Suppressions de postes : où est le projet pour l'éducation ?
août 2007 - Coup de gueule
Les 11200 suppressions de postes annoncées par le ministre de l'Education Nationale confirment le manque d'ambition du gouvernement Fillon quant à l'exigence d'une éducation de qualité, accessible à tous.
L'UNL juge irresponsable une telle politique qui poursuit le démantèlement du Service Public d'Education, après les dizaines de milliers de postes déjà supprimés durant la précédente législature, et privilégie des considérations purement économiques.

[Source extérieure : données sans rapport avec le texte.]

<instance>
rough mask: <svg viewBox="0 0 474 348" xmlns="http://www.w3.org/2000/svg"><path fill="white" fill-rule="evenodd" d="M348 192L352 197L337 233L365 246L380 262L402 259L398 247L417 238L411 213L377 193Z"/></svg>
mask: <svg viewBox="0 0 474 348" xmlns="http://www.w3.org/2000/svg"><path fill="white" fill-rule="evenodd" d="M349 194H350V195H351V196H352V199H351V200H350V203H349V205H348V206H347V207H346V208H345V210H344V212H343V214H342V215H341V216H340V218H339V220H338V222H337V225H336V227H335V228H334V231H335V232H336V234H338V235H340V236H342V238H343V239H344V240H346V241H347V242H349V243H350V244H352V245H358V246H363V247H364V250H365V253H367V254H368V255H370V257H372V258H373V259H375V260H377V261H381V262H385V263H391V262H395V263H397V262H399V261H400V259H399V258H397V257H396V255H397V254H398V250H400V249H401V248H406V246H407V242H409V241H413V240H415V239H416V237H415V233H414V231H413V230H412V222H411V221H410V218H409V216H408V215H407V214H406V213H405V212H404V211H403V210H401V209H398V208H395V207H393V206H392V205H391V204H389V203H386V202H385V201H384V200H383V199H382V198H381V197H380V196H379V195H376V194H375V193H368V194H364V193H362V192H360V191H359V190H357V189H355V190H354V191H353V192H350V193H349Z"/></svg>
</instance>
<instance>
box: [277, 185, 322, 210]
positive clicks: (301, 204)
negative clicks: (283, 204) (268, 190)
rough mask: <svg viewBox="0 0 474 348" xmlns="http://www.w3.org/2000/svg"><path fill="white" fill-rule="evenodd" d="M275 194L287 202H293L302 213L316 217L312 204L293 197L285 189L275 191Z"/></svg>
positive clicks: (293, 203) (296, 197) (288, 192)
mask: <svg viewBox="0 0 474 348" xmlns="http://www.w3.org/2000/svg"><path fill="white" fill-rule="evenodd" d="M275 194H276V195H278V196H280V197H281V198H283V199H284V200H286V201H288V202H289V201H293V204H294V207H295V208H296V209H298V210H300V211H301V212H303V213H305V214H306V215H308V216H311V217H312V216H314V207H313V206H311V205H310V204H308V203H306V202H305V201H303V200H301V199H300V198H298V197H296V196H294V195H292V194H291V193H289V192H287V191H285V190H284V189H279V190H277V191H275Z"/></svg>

C'est une fois de plus le second degré qui supporte l'essentiel de ces restrictions budgétaires, qui constituent une véritable attaque contre le corps enseignant et vont pénaliser durement les élèves.
Ces mesures ne pourront qu'avoir pour conséquence la détérioration des conditions d'étude des lycéens déjà engrangée par les coupes précédentes. En effet, le suivi individualisé, seule arme véritablement efficace contre l'échec scolaire, sera rendu extrêmement difficile avec des classes toujours surchargées.
Les personnels non enseignants, membres à part entière de la communauté scolaire jouent un rôle précieux d'accompagnement des élèves au quotidien, notamment dans la lutte contre la violence scolaire, la réduction de leur nombre ne fera que compliquer leur tâche.
Les options telles que les Arts Plastiques ou le théâtre sont en voie de disparition, malgré les bonnes intentions affichées pour la valorisation de ses enseignements on peu craindre le pire.
Avec la réduction des moyens, c'est la diversité de l'éducation qui s'appauvrit à l'encontre d'une école de l'épanouissement et de l'émancipation des élèves.
Ces mesures encouragent les familles à se tourner toujours plus nombreuses vers l'enseignement privé, au détriment de l'objectif de mixité sociale et de réussite de tous les élèves que doit atteindre le service public. L'égalité qui est l'essence même de l'école républicaine est ainsi menacée par l'avènement d'une école à deux vitesses.
L'UNL se mobilisera aux côtés des syndicats de l'Education et des associations de parents d'élèves pour créer les conditions d'une mobilisation de grande ampleur dès la rentrée, afin de lutter contre le démantèlement progressif du service public d'Education.